Kecelakaan tersebut juga mengakibatkan perjalanan KRL jurusan Jakarta – Bogor diberhentikan di Stasiun Manggarai, Jakarta Selatan.
16.04 WIB –
17.08 WIB


Pada pukul 16.04, pihak PT.KAI melalui akun twitternya @KAI121 langsung melakukan tindakan dengan memposting  permohonan maaf kepada penumpang KRL akibat rangkaian KRL 1156 menabrak KRL 1154 di Stasiun Juanda. Terdapat beberapa blast twitter dari PT KAI yang menginformasikan keadaan saat itu kepada pengguna twitter.
18.00 WIB
Proses evakuasi masih berjalan. Gergaji mesin berhasil melepaskan masinis dari jepitan besi –besi dan segera dilarikan ke Rumah Sakit Pusat Angkatan Darat Gatot Soebroto.
19.00 WIB
Para petugas dari PT KCJ dan Kementerian Perhubungan berhasil mengembalikan dua gerbong ke atas rel. Puluhan petugas menggunakan kayu broti dan dongkrak untuk memisahkan gerbong yang ringsek.
02.00 WIB
Proses evakuasi berjalan hingga pukul 02.00 pagi
24 September 2015
Pihak KNKT (Komite Nasional Keselamatan Kerja) mengungkapkan beberapa faktor penyebab kecelakaan KRL KA 1156 dan KA 1154. Faktor utama diakibatkan dari lalainya asisten masinis yang mengendari KRL 1156. Asisten masinis yang bernama Krisbanu W Anggoro, melanggar rambu yang seharusnya berhenti, tetapi KRL tetap jalan terus dengan kecepatan 30 kilometer per jam. Kecelakaan terjadi setelah adanya reaksi dan tindakan pengereman yang dilakukan asisten masinis KRL 1156 yang melebihi 2,5 detik.
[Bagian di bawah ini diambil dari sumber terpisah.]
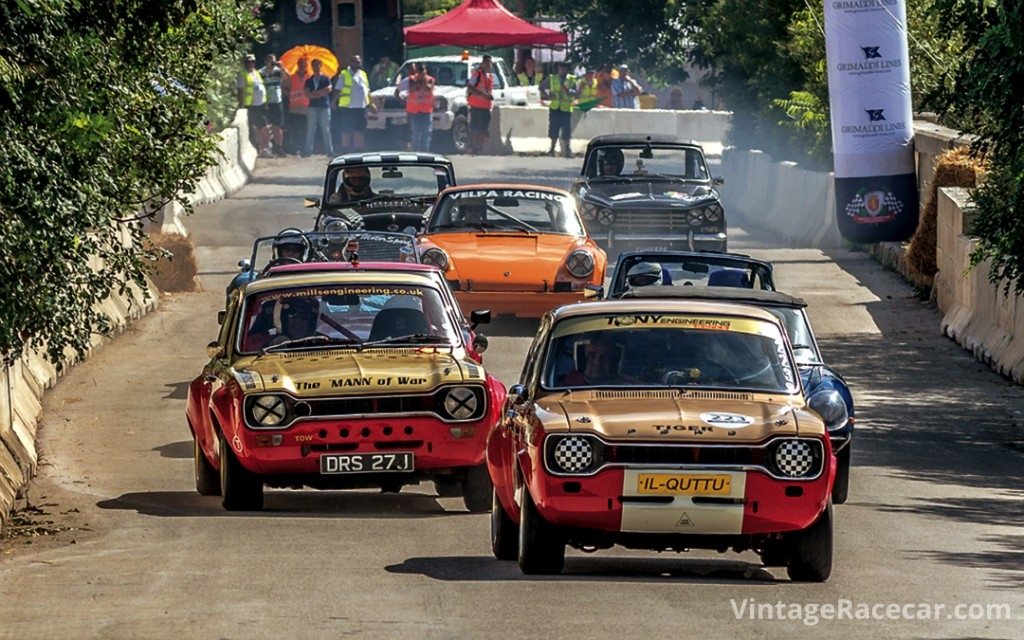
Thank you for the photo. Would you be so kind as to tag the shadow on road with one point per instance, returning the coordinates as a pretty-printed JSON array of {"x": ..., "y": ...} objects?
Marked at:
[
  {"x": 288, "y": 504},
  {"x": 485, "y": 568}
]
Mengetahui hal itu, Direktur Keselamatan PT KAI, Candra Purnama mengatakan, sesuai aturan yang ada, berdasarkan tingkat kesalahan karyawan PT KAI, maka asisten masinis tersebut akan diberikan sanksi mulai dari sanksi administrasi hingga pemberhentian. Nanti akan diselidiki lebih lanjut.
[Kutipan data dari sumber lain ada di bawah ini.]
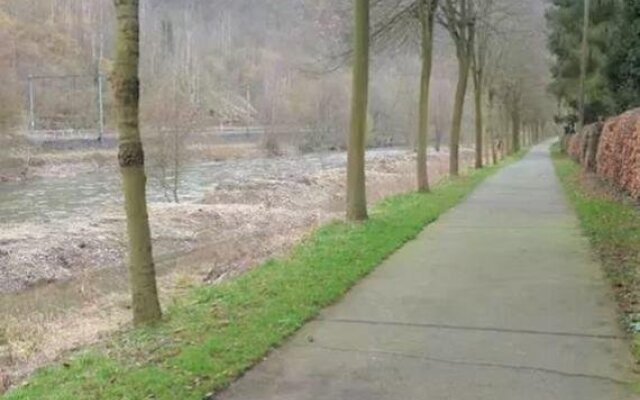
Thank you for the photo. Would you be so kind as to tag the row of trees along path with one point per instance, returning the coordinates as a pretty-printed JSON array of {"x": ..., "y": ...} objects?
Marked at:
[{"x": 472, "y": 24}]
B.                 LITERATURE REVIEWS (TEORI PR)

1.            Image restoration Theory (Memperbaiki Citra dan Reputasi)
Strategi image restoration merupakan strategi komunikasi yang dilakukan oleh perusahaan untuk memperbaiki citranya atau memulihkan citra positifnya di hadapan publik. Menurut Coombs (dalam Botan & Hazleton, 2006) teori image restoration merupakan teori memperbaiki citra atu reputasi yang dicetuskan oleh William L. Benoit. Teori Image restoration merupakan pengembangan dari konsep Apologia dan Konsep Kategoria (Kriyantono, 2014). Menurut Blaney, Benoit, & Brazeal (dalam Kriyantono, 2014, h. 228), “image restoration berangkat dari dua asumsi, yaitu komunikasi yang digunakan untuk mencapai tujuan dan tujuan pokok komunikasi, yaitu memelihara citra positif dan reputasi positif. Tipologi dalam teori image restoration telah dikembangkan sebagai pertahanan diri baik dalam komunikasi/retorika dan sosilogi (Benoit, dalam Kriyantono, 2012). Serangan persuasif dalam teori ini memiliki dua hal yang penting, yaitu yang bersalah harus menunjukan tindakan tanggung jawabnya atas kesalahan yang terjadi dan tindakan tersebut harus dipandang sebagai serangan oleh publik.
Brinson dan Benoit (dalam Botan & Hazleton, 2006) menjelaskan bahwa terdapat  beberapa strategi dalam image restoration yaitu :
a.       Denial (strategi menyangkal)
b.      Evasion of Responsibility (strategi menghindari tanggung jawab)
c.       Reducing Offensiveness of The Event (Strategi mengurangi serangan)
d.      Corrective Action (Tindakan korektif)
e.       Mortification (Menanggung akibat kritis)
f.        Separation
2.         Boundary Spanning
Ruslan (2010) dalam tulisannya menjelaskan mengenai fungsi public relations sebagai boundary spanning dalam suatu organisasi sebagai berikut :

“Suatu manajemen memerlukan informasi lebih akurat dan tepatsebelum membuat sebuah kebijakan atau keputusan. Kebutuhan informasi prioritas dan terkini secara terus menerus yang biasanya telah dipersiapkan oleh boundary spanner (pihak penyedia atau penghubung, perantara). Boundary spanner diharapkan memiliki kemampuan untuk berinteraksi dengan lingkungan internal dan eksternal organisasi. Hal itu dapat diwujudkan dengan menunujuk praktisi public relations yang memiliki kemampuan menjambatani kepentingan pihak manajemen puncak dalam pengambilan keputusan. Selain itu juga diharapkan memiliki kemampuan untuk mengakse sinformasi atau menyalurkan aspirasi, serta keinginan-keinginan dari publiknya.”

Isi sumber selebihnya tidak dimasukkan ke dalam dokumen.